Going beyond the tangible

The first ‘UI’ I thought of after reading Fishkin’s article was an interactive art installation. I visited the PACE gallery in Menlo Park earlier this summer and witnessed a beautiful exhibit titled “Flowers and People – Dark”. In this exhibit, the computer powering it is continually rendering blossoming flowers in real time. What makes this work a TUI is that the interaction between the user and installation drives the animation. As the user approaches the wall, flowers will begin to blossom in greater quantities in front of them. As a result, the animation is always unique.

This is a atypical TUI as it is not tangible. Yet according to Fishkin, it would be considered an environmental form of embodiment. It was only after reading his four levels of the embodiment characteristic that I realized the installation was in fact a TUI, helping me rethink my entire interaction with it.

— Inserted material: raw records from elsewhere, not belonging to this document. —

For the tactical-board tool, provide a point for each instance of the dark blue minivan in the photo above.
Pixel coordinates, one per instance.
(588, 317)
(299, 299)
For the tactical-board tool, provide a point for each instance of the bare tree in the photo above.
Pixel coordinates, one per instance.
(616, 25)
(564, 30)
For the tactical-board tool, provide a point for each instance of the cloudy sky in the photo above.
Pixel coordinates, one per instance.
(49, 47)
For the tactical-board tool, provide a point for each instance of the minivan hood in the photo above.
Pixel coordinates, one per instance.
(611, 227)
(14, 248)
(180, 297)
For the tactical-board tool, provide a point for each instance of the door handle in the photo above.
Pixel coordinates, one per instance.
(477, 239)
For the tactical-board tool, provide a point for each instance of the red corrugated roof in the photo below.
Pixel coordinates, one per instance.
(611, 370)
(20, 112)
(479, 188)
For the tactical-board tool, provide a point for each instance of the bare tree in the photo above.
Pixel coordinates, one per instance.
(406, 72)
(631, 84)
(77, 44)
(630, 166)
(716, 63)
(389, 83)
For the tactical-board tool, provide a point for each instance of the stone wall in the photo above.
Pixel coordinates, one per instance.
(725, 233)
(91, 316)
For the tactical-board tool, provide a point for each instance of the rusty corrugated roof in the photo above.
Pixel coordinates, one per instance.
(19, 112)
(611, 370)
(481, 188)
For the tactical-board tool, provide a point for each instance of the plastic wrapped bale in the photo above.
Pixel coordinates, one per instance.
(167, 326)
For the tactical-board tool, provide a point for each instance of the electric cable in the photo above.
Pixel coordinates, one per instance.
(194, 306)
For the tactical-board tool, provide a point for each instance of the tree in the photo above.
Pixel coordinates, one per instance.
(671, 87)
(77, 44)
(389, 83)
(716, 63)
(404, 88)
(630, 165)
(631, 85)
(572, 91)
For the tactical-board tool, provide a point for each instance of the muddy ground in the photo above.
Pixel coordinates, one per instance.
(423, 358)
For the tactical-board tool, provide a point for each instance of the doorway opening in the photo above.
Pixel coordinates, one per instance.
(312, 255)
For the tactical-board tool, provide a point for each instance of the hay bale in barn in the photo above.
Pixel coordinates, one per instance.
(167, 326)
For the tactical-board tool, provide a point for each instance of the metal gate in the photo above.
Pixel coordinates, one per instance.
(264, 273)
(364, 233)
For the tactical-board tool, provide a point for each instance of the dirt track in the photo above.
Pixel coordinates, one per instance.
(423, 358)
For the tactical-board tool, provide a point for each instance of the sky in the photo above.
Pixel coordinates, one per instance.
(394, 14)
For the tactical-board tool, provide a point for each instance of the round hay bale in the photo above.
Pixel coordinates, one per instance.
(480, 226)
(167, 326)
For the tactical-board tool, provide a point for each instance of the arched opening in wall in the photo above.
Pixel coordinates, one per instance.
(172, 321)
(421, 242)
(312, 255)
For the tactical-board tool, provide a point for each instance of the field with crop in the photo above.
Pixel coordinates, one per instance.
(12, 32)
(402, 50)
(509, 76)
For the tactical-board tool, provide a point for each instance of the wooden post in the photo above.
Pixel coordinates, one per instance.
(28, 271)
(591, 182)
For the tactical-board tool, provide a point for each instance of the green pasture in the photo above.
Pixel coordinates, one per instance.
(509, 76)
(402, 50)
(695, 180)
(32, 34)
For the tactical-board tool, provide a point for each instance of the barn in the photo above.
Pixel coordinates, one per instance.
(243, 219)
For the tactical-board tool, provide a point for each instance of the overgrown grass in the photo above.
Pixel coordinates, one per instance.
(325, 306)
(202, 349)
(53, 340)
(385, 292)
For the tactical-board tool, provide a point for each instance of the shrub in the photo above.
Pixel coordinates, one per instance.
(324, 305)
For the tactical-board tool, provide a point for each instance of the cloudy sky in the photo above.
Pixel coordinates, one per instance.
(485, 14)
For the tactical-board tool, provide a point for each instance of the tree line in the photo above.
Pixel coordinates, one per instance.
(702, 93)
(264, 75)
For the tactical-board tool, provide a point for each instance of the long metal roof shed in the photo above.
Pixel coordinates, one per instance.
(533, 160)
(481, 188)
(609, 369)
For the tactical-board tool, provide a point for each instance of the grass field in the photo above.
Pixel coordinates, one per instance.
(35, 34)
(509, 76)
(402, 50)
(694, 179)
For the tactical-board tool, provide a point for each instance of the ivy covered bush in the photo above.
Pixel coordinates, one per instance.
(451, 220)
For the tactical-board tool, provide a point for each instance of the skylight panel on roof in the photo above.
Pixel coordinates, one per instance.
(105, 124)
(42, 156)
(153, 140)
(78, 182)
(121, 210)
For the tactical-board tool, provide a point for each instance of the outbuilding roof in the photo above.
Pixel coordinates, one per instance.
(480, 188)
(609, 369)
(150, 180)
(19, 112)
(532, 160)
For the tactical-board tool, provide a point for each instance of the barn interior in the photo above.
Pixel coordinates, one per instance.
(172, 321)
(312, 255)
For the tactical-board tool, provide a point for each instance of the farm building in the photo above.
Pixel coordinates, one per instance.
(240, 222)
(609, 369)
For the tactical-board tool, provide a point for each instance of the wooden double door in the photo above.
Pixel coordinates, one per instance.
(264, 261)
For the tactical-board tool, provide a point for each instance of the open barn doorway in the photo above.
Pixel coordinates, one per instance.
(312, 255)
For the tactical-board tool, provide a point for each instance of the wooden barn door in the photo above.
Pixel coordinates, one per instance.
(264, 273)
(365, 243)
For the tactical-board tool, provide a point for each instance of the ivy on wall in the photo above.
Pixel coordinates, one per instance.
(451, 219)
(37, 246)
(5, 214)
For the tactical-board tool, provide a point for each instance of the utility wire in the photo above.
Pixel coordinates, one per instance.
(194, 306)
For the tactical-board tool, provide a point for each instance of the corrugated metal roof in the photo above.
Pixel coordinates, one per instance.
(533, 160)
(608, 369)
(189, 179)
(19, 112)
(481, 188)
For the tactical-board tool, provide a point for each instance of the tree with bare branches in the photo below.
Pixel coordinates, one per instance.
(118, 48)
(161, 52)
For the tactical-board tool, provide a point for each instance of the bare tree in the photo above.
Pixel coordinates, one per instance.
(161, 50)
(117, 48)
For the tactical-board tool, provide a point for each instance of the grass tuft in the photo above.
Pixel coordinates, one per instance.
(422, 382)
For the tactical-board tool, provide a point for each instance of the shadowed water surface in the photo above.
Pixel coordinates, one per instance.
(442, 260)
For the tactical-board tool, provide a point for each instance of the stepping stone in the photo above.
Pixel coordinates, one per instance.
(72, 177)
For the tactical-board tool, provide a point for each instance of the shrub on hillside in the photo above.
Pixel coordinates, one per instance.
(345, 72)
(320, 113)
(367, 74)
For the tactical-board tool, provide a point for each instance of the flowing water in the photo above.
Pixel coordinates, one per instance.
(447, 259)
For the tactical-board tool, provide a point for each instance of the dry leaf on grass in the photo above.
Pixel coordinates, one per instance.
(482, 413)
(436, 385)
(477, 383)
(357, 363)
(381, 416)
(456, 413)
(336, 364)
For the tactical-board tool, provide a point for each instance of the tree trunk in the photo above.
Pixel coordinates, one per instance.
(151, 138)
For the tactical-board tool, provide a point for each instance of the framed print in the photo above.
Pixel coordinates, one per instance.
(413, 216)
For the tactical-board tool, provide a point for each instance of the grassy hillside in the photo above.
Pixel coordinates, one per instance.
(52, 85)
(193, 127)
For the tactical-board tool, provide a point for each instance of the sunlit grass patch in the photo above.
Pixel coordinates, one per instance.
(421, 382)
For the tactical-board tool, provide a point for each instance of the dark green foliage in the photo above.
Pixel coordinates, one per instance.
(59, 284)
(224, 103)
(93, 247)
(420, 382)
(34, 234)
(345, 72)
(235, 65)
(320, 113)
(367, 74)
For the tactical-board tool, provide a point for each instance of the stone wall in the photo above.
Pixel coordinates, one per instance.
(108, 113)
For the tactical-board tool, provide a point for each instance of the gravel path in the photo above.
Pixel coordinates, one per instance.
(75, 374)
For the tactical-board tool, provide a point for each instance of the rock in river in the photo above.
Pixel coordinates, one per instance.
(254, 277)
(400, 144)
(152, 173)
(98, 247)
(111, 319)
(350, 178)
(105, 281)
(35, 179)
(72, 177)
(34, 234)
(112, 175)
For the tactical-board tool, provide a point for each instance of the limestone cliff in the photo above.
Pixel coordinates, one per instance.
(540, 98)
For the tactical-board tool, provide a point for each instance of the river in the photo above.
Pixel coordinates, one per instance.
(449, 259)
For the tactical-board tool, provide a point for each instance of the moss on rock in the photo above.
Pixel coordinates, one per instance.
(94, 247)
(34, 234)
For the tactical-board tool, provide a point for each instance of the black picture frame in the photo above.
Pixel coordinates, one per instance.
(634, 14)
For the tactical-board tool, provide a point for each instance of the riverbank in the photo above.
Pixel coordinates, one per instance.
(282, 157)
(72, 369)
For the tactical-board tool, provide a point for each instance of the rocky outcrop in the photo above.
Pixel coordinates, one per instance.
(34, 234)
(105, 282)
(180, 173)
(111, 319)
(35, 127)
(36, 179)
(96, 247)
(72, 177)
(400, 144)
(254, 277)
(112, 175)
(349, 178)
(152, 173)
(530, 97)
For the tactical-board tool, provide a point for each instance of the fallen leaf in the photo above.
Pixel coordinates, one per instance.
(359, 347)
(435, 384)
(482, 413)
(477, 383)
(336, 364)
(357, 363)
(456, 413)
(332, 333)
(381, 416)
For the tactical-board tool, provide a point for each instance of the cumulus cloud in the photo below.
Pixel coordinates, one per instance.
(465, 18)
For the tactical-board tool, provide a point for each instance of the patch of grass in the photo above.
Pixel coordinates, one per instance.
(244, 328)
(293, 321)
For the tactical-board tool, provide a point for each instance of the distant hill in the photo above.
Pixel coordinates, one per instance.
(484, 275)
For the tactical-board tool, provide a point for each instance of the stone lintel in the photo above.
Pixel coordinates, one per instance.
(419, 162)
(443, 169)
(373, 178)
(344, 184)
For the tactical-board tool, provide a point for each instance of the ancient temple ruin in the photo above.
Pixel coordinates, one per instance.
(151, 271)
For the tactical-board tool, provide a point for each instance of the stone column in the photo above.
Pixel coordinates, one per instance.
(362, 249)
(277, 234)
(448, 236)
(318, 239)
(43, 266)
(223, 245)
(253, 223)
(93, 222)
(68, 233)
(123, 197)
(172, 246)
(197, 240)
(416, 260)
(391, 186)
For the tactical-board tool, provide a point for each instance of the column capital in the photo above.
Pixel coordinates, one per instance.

His explanation of metaphor where he asks “is the system effect of a user action analogous to the real-world effect of similar actions” (p. 349) also added to the fantasy of what I experienced in the exhibit. Approaching a flower and it blossoming is something fantastical, but when thinking of it in terms of metaphor, it managed to further enhance the work. The artist has pushed beyond what is real and expected, and crossed over into whimsy and fairy tale. By thinking of how the work fits into Fishkin’s taxonomy and recognizing the elements of metaphor and embodiment, I was able to better appreciate it and the artist.